Abstract

We studied changes in the hydraulic conductance of leaves (Kleaf) between dawn and dusk during the growth period (July) and at midday at the beginning of autumn in four tree species. The main objectives of the study were to check the extent of diurnal and seasonal changes in Kleaf and the relationships between Kleaf, irradiance and leaf gas exchange. Two evergreen (Aleurites moluccana and Persea americana) and two deciduous trees (Platanus orientalis and Quercus rubra) were studied. Leaf hydraulic conductance was measured every 2 h between 0700 and 1900 h in July and compared with values measured between 0900 and 1300 h in October.

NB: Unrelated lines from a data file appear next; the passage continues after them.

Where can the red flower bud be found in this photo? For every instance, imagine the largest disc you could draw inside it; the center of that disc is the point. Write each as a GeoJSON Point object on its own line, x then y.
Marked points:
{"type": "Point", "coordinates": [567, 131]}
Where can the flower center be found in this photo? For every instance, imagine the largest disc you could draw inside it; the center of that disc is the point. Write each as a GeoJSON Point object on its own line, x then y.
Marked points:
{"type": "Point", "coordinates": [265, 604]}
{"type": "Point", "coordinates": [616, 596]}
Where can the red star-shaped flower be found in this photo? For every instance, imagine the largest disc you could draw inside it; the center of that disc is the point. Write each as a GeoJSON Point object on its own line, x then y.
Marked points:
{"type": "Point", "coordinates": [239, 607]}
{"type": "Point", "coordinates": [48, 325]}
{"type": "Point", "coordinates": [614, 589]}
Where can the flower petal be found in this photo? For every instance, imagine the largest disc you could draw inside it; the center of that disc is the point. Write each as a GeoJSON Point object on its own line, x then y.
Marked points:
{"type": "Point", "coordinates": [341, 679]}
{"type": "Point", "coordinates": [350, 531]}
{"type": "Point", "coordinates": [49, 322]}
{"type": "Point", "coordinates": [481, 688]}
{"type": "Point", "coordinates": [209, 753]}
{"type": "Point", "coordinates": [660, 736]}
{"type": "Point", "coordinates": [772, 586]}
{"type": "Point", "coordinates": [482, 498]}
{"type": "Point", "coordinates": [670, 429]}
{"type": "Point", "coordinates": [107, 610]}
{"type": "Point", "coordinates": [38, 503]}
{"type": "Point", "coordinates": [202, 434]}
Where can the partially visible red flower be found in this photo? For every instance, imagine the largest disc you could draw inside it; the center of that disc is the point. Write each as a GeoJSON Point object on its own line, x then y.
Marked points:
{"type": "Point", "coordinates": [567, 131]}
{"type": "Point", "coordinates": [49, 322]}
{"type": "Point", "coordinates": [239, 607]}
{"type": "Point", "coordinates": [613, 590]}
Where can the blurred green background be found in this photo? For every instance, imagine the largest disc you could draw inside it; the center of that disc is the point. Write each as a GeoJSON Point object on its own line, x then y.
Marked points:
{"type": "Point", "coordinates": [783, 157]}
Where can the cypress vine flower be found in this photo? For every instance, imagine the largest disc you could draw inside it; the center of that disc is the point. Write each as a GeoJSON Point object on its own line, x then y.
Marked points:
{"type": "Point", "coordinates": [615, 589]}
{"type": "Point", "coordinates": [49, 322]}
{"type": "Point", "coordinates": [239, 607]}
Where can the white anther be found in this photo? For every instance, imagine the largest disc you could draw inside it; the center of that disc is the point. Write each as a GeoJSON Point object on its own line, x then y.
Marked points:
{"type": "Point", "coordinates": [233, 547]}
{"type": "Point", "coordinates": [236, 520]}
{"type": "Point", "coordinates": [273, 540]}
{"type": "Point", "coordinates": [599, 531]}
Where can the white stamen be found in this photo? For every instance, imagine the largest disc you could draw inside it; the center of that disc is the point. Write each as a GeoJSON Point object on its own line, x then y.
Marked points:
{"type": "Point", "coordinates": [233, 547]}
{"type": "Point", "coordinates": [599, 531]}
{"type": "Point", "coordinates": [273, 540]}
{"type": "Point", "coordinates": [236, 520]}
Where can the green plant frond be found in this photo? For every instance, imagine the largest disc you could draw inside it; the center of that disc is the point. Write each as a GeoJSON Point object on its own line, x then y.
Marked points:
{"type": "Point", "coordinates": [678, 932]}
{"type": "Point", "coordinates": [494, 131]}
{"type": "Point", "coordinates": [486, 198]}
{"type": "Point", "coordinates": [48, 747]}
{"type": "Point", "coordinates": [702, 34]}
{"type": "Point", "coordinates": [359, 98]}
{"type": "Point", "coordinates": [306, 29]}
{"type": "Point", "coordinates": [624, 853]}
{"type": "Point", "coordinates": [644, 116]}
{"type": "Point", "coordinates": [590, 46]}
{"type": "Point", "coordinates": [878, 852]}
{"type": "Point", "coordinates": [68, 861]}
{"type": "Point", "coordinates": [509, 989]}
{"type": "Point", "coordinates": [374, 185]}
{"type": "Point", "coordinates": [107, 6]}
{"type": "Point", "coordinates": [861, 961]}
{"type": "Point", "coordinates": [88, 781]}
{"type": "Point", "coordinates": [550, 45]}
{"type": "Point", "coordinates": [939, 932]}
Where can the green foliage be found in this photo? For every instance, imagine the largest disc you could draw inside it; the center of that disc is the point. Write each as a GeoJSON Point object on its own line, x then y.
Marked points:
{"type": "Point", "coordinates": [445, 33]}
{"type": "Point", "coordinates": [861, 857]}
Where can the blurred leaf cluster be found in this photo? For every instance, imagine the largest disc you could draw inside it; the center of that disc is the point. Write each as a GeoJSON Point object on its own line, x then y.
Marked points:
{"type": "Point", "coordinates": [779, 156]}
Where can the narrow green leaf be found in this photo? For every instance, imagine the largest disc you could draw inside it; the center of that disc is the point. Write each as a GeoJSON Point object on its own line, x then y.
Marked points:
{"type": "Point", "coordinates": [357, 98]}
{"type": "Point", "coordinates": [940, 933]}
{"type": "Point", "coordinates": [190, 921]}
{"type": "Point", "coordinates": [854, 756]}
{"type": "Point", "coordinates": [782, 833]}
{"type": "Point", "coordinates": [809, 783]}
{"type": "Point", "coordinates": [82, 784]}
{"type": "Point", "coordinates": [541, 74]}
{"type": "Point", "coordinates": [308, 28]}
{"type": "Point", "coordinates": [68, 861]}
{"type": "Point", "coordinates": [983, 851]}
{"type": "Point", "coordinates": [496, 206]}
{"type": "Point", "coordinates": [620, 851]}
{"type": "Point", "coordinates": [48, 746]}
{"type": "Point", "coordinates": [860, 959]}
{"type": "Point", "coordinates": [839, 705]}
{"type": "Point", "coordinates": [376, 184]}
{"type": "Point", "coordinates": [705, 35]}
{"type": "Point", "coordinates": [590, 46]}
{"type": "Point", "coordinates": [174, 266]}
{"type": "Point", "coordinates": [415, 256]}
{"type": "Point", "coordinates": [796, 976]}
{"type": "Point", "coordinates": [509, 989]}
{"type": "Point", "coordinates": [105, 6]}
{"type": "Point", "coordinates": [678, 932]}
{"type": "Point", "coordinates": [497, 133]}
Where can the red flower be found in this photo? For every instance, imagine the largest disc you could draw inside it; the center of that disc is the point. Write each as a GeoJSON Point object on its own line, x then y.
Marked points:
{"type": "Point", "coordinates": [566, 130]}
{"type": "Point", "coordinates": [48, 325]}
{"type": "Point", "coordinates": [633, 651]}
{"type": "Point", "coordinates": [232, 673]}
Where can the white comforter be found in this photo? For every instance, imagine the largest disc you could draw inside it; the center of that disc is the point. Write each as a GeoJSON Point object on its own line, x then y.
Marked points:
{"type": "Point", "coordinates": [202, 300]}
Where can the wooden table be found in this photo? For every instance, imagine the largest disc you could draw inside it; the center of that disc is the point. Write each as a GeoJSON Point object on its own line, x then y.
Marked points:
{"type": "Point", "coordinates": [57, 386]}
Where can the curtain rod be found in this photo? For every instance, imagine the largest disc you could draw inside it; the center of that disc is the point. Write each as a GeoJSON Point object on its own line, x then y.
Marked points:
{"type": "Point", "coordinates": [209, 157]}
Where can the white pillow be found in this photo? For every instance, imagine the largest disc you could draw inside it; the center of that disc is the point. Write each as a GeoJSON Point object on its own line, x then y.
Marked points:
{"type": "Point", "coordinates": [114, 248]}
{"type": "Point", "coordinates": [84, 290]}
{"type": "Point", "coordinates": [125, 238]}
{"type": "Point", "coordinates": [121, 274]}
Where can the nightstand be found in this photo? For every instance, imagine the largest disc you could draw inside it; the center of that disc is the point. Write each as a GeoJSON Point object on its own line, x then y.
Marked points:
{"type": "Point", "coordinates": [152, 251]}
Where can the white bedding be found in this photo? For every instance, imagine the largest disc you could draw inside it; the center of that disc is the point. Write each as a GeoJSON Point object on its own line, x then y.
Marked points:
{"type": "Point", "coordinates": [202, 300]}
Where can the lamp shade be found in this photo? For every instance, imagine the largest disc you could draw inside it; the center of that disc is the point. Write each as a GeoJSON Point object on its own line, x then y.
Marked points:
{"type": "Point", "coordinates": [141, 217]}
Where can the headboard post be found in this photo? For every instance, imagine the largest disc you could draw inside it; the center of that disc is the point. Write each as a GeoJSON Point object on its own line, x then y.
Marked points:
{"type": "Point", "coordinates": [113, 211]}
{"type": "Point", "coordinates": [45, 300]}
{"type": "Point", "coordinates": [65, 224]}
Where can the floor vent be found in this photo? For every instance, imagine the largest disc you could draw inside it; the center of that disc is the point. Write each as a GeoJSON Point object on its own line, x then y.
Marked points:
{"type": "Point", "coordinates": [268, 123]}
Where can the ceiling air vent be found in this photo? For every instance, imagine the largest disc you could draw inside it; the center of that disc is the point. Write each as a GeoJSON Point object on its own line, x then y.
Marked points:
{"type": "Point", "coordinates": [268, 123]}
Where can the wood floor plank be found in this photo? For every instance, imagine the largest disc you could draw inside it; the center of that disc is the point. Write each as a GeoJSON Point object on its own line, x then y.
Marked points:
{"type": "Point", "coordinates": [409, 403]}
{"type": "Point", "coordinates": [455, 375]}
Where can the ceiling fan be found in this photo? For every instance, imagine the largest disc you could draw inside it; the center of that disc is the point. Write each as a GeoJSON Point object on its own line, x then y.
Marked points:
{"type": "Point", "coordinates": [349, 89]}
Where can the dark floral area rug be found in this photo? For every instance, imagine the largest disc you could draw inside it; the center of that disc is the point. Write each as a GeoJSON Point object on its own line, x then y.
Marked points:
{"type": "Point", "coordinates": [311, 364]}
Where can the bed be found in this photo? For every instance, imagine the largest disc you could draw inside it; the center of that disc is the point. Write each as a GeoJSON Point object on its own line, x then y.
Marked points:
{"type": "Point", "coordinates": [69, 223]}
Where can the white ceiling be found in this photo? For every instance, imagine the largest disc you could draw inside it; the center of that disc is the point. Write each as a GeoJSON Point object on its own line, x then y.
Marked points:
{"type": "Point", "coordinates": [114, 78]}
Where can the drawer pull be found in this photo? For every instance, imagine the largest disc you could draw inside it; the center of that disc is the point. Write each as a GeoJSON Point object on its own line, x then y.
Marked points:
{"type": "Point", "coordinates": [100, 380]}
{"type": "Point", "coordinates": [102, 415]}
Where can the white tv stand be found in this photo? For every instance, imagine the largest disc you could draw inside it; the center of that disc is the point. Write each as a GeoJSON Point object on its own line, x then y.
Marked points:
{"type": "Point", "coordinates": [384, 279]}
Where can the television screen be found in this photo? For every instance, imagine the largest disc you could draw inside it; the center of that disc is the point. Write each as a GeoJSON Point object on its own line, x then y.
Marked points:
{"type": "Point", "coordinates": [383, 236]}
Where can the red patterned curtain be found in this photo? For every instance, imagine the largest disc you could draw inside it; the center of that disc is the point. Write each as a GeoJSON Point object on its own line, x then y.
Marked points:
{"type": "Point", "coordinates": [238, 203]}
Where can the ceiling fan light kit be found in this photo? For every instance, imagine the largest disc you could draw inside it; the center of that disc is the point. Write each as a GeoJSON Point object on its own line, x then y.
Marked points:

Other variables measured were photosynthetically active radiation (PAR), leaf conductance to water vapor (gL) and water potential (ΨL). In July, Kleaf varied by up to 75% in Pe. americana on a diurnal basis and by at least 44% in Q. rubra. The diurnal time course of Kleaf showed a distinct increase between dawn and late morning (1100 h) and a subsequent decrease in the evening in A. moluccana and Pl. orientalis, whereas in the other two species, Kleaf was highest just after dawn and lowest in the evening. In October, Kleaf of all the species studied was lower than in July, with differences of 20 to 28% for A. moluccana and Pl. orientalis and of 66 to over 70% in Pe. americana and Q. rubra, respectively. Significant correlations were found between PAR and Kleaf (in all species) as well as between gL and Kleaf (in three out of four species). Leaf habit (evergreen or deciduous) did not influence absolute values of Kleaf or its diurnal variation.